While there are genuine instances of people casting absentee ballots before passing away and dead voters simply being misidentified, there are also cases of voter impersonation and other types of fraud.
According to WMCTV in Tennessee, the Shelby County Election Commission has confirmed the 68 dead people have voted between 1994 and 2004. This is just one example.
Of course, it’s harder to determine the extent of voter impersonation as long voters are not required to prove their identities when they vote. But we know absolutely that the potential for fraud is great.
Earlier this year, officials in Florida reported that 53,000 dead people were on the registration rolls, based on a comparison to federal Social Security files. Furthermore, some 182,000 people who may not even be U.S. citizens were on Florida’s voter rolls. This in a state where the 2000 presidential election was decided by just 537 votes.

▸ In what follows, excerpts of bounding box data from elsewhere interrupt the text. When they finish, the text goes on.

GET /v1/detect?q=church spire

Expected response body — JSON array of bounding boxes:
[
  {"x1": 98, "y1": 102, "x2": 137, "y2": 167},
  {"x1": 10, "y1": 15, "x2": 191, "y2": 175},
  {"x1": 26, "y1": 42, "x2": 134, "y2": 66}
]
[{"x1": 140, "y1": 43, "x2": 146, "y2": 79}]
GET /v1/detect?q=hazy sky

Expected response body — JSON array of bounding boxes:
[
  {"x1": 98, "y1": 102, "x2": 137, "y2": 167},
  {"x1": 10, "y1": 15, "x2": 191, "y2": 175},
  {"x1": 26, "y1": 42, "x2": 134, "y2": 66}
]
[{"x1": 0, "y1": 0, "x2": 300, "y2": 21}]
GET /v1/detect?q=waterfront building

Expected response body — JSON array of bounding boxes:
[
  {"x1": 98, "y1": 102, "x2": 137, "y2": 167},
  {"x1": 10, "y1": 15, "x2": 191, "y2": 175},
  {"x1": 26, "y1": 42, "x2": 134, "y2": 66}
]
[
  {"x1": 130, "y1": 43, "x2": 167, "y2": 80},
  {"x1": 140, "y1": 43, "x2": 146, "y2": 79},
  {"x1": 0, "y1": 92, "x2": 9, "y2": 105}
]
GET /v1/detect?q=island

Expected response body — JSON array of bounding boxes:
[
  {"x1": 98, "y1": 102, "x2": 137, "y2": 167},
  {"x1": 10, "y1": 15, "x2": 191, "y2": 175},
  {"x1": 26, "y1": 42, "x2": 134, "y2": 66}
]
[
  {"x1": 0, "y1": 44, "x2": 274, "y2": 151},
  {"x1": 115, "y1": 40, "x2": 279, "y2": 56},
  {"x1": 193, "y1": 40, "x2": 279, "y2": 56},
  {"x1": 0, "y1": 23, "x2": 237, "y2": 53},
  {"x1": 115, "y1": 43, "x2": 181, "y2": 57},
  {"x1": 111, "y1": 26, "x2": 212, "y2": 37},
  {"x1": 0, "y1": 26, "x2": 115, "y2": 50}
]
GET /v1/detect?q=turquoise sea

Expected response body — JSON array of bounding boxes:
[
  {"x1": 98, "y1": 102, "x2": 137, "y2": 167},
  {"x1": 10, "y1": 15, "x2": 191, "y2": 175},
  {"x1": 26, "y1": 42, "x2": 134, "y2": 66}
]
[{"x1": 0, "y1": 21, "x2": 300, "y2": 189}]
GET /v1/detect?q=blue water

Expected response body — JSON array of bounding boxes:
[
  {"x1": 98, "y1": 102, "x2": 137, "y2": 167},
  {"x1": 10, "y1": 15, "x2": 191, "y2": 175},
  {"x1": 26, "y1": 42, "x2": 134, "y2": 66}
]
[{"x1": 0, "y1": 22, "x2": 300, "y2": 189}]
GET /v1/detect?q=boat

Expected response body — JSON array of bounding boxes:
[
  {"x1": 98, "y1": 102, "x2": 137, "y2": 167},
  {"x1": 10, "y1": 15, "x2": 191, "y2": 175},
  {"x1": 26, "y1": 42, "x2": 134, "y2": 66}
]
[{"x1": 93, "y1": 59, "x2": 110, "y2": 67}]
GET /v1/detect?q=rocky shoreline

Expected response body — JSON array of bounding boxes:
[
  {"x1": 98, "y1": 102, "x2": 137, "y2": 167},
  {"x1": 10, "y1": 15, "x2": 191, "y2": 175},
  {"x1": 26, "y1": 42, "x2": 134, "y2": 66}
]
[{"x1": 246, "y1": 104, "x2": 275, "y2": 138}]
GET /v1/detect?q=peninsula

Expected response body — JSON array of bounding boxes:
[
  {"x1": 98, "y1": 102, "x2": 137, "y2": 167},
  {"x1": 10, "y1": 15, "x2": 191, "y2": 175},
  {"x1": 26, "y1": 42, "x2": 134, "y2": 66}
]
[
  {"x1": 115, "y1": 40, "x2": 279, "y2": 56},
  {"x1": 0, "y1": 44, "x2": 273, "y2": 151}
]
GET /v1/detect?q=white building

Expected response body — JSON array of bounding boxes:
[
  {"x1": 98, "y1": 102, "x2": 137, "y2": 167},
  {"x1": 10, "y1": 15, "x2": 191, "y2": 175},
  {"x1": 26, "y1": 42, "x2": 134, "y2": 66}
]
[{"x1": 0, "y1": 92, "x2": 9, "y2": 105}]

Likewise, The Charlotte Observer reported that 30,000 dead voters remain on the voting rolls in North Carolina.
Heritage’s Hans von Spakovsky and John Fund documented other examples of voter fraud in their new book, Who’s Counting? How Fraudsters and Bureaucrats Put Your Vote at Risk.
And much to chagrin of voter ID critics, a recent investigation by Project Veritas journalist James O’Keefe proves the conspiracy to perpetrate voter fraud is indeed real — and serious thought has been invested on how to carry it out by at least one congressman’s son.